Stifel suggested that it would be better to compare Netflix's content and pricing to a bundle of Disney's services, rather than just Disney+. They cited the fact that the current pricing of Disney's three main streaming services -- Disney+, which is coming in November; ad-supported Hulu, and ESPN+ -- equals $18, while including ad-free Hulu raises this sum to $24.

If Disney decided to discount the bundle of all 3 services by 18%, this would lower the price to $15 with ad-supported Hulu, and $20 for ad-free Hulu. That compares favorably to Netflix basic at $9 per month, Netflix standard at $13 and Netflix Premium at $16.

"We see little risk to Netflix growth plans and pricing power against this new offering given Netflix's most popular price point should remain lower than the Disney bundle while Netflix is on track to materially outspend Disney on content," the analysts wrote.

The two noted the big disparity in the amount of spending on content, especially original content, that the two companies are expected to make.

"In 2020, Netflix will be outspending Disney by 6x on content.

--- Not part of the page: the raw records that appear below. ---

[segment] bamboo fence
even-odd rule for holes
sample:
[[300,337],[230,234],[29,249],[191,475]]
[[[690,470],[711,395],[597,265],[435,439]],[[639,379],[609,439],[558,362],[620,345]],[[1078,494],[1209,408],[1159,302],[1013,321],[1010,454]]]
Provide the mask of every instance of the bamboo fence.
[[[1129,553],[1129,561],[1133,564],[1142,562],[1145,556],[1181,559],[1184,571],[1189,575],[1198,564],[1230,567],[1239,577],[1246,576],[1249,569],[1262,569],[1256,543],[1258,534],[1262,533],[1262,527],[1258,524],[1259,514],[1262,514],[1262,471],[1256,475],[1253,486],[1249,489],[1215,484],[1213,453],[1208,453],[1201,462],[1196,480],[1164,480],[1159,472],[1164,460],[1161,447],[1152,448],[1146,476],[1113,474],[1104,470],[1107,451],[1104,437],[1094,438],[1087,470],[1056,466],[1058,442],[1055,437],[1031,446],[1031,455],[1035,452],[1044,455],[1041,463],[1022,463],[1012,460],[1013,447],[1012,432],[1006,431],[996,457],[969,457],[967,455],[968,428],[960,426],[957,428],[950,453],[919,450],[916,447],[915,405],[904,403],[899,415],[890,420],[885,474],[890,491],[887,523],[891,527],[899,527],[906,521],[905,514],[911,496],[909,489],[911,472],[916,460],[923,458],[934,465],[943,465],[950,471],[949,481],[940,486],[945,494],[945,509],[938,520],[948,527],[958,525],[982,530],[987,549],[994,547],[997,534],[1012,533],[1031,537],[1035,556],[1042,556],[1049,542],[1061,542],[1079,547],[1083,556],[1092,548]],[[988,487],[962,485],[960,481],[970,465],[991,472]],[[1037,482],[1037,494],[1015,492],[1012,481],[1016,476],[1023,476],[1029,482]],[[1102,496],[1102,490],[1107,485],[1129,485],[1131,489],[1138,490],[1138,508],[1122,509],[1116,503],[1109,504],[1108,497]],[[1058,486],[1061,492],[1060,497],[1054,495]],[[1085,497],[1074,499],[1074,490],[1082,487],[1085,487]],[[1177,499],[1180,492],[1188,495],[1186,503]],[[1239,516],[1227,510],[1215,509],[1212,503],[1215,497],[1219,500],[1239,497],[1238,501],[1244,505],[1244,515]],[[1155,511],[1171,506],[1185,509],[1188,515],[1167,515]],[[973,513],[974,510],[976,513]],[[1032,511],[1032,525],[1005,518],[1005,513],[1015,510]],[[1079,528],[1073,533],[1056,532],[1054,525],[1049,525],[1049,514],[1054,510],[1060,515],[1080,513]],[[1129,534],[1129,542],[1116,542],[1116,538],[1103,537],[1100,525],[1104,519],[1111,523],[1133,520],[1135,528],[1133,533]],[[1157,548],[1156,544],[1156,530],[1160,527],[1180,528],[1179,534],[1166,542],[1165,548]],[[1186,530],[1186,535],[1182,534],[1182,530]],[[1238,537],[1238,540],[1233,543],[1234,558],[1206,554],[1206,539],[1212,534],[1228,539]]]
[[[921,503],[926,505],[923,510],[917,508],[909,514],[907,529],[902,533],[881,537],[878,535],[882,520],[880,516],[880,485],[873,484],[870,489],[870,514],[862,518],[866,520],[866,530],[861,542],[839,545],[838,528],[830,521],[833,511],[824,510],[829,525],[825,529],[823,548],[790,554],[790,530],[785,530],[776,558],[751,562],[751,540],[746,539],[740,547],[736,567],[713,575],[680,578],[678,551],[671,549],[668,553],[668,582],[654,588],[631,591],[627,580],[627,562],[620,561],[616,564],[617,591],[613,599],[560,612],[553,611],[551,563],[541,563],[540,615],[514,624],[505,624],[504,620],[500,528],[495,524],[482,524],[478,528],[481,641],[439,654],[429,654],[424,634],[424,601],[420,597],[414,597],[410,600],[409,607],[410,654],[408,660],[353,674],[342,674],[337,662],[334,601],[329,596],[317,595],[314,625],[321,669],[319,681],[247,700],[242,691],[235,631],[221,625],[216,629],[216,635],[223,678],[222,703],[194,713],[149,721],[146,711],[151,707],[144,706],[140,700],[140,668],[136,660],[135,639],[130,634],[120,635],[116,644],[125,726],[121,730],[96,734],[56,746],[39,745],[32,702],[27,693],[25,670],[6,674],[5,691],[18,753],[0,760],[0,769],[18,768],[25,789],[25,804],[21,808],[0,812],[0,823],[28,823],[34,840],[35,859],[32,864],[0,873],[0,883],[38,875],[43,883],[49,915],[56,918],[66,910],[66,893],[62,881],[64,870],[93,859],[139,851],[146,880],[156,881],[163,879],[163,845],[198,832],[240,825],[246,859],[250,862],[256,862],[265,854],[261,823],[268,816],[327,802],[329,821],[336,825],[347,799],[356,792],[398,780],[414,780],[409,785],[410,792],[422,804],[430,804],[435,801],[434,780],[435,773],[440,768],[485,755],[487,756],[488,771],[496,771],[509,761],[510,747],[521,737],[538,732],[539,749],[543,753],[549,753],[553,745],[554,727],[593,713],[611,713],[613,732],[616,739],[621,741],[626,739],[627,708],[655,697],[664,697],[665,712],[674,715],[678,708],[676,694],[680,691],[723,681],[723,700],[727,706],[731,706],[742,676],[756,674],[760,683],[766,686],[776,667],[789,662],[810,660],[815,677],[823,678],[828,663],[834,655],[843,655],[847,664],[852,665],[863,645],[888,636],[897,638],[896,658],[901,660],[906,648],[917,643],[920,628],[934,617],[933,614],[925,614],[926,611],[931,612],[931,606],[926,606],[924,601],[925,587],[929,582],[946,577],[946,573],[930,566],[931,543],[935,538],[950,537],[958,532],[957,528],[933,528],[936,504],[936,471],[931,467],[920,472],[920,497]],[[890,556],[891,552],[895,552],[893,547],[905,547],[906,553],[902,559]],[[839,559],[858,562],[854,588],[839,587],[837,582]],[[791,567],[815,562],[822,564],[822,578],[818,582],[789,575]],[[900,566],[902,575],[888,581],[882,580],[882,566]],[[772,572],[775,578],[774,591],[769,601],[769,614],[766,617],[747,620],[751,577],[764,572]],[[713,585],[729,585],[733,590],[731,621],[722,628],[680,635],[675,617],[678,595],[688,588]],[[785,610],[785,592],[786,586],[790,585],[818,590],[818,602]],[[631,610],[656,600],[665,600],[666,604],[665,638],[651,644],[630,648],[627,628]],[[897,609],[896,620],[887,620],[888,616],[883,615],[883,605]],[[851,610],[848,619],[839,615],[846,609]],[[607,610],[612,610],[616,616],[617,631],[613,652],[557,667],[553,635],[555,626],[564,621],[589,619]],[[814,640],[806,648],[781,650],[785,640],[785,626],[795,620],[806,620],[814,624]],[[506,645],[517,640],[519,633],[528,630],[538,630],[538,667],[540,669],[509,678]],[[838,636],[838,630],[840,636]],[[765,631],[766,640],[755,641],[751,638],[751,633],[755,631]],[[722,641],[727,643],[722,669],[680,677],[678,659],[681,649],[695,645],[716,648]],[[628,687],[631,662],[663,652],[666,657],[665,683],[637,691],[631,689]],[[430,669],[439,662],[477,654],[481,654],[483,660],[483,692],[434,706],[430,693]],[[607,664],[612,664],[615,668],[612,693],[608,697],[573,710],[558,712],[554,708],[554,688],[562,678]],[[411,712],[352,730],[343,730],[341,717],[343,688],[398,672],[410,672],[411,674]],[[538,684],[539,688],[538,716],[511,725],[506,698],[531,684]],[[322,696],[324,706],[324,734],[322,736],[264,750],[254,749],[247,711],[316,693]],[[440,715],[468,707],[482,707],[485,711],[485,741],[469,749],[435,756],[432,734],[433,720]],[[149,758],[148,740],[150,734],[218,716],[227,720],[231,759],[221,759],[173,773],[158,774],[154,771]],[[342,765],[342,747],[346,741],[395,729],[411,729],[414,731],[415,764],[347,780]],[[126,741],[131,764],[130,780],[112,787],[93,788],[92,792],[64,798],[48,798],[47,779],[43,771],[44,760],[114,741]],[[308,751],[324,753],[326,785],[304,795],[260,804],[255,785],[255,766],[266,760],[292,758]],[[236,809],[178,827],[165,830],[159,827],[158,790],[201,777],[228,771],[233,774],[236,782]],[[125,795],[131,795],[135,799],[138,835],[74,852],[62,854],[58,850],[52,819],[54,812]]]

By 2024, Netflix will still be outspending Disney by 4x on content," they wrote.

Disney shares were up 0.4% on Monday to $130.55, close to an all-time high. They rocketed 11% on Friday following the announcement of details about its streaming plans on Thursday evening.

Stifel concluded its note by saying "Disney is a great company with a sound product strategy and an iconic brand. That said, we expect Netflix should have a good quarter. Further, we expect Netflix should have a solid year. In closing, we expect Netflix should have a great decade ahead."